I have done many things but none of them really well. Sure, I have, as a Christian and as a minister, led a bunch of people to meet God. And, as an EMT, I have delayed that God meeting for a few people. My kids don't hate me and my church thinks they have probably had worse ministers. I can't preach my way out of a paper bag but I can put a few holes in the bag.
It's not so much that I am a failure, it is just I haven't done anything all that well. I am a jack of all trades and a master of none. I haven't excelled at much of anything and some of the things I have tried to do have ended with me face down in the turf. Pretty good would describe me. I played sports in high school and I was pretty good but not college scholarship material. I have graduated from high school, college and a couple of graduate schools and I was a pretty good student. I have written several books and one of them was pretty good.

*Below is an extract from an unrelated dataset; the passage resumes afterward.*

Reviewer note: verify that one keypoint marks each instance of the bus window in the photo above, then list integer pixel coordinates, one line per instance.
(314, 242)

Perhaps I have a problem with expectations. Over the years I have managed to get to the point that I have almost no expectations of others but my expectations for me remain high. I would, sometime in my life, love to pass up pretty good and do at least one excellent. That wouldn't be as much of a problem as it is but I am running out of time. I am feeling a time constraint. To steal a line from 30 something childless women, my biological clock is ticking. I am no longer young. Heck, I am no longer middle aged, unless I am going to live well past 100. Not much chance of that since I get a sense from my doctor that he will be pleased if he manages to drag my pathetic body past 65 and into retirement.
You didn't ask, but that is who I am. A guy who is neither pretty nor good who has done most things in life pretty good but is still hoping for better.